Liberal arts degrees are criticized because people with liberal arts degrees often end up doing jobs that could be done without a college degree. However, a “practical” degree is no guarantee of a job or a good salary. While it is true that graduates with technical degrees generally have an easier time finding employment and have higher average starting salaries, a liberal arts degree can be beneficial in certain circumstances. A few points to help you make a decision about pursuing a liberal arts degree:
You should get a liberal arts degree if..
- You’re really interested in a particular subject and don’t mind spending five or six years in graduate school.
- You have a certain job or jobs in mind that you would really enjoy and that you can get with a liberal arts degree. See a list of common jobs for graduates with different degrees at PayScale.com.

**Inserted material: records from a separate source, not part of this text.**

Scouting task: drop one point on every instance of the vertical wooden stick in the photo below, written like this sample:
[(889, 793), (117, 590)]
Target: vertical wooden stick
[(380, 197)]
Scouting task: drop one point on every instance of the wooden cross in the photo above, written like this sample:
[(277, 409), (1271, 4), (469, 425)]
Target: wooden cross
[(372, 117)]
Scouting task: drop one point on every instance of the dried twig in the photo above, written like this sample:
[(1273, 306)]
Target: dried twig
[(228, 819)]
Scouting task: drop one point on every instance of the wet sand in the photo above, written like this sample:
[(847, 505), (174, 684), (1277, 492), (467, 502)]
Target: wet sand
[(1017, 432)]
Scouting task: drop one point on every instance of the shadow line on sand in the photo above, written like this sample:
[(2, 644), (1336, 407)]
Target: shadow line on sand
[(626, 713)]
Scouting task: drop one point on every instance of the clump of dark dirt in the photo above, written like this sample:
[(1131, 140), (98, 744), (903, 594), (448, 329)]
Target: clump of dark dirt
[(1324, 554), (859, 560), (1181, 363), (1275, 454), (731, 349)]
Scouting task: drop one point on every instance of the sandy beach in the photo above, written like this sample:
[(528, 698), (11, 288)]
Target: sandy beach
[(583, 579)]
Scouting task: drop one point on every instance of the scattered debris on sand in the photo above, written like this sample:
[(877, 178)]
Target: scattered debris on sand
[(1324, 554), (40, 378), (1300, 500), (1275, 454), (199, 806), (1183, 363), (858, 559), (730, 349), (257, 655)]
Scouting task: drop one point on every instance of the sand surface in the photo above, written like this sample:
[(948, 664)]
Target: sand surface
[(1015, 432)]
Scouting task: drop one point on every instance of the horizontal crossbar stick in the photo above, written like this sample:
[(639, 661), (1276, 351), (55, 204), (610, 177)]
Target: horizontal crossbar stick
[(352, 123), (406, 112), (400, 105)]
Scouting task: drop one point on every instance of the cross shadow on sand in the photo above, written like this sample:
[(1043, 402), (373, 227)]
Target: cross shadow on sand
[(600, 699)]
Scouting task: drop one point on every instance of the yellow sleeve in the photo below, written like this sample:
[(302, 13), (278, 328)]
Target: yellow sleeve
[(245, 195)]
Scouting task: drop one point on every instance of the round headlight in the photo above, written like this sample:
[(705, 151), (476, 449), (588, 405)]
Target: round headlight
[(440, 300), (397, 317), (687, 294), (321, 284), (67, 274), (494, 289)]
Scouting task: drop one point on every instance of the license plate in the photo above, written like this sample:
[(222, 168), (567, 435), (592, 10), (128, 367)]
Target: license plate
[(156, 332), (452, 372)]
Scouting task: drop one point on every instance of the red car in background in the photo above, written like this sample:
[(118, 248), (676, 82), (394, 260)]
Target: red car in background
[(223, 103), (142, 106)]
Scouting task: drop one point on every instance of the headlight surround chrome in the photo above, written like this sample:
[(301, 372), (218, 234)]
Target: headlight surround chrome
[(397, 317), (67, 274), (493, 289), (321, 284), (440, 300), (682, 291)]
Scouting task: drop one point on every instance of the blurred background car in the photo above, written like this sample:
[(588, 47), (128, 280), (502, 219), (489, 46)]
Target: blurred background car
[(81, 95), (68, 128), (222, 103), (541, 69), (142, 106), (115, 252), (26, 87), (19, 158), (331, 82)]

- You don’t want to be limited to a particular field and like the flexibility that a liberal arts degree provides. You’re willing to pursue further education if necessary.
You shouldn’t get a liberal arts degree if….
- You want to maintain a high GPA and think it will be easier as a liberal arts major.
- You’re interested in a subject, but not enough to spend many years in graduate school studying it in-depth.
- You love the classes, but aren’t sure you would love the career(s) related to the degree.
An important consideration when choosing a major is financial aid. Determine the maximum amount of loans you should take out based on your major and try not to go over that amount. If you have a good reason for getting a liberal arts degree, don’t worry about what others think. Don’t put yourself through four (or more) years of misery because of societal expectations about what degrees are best.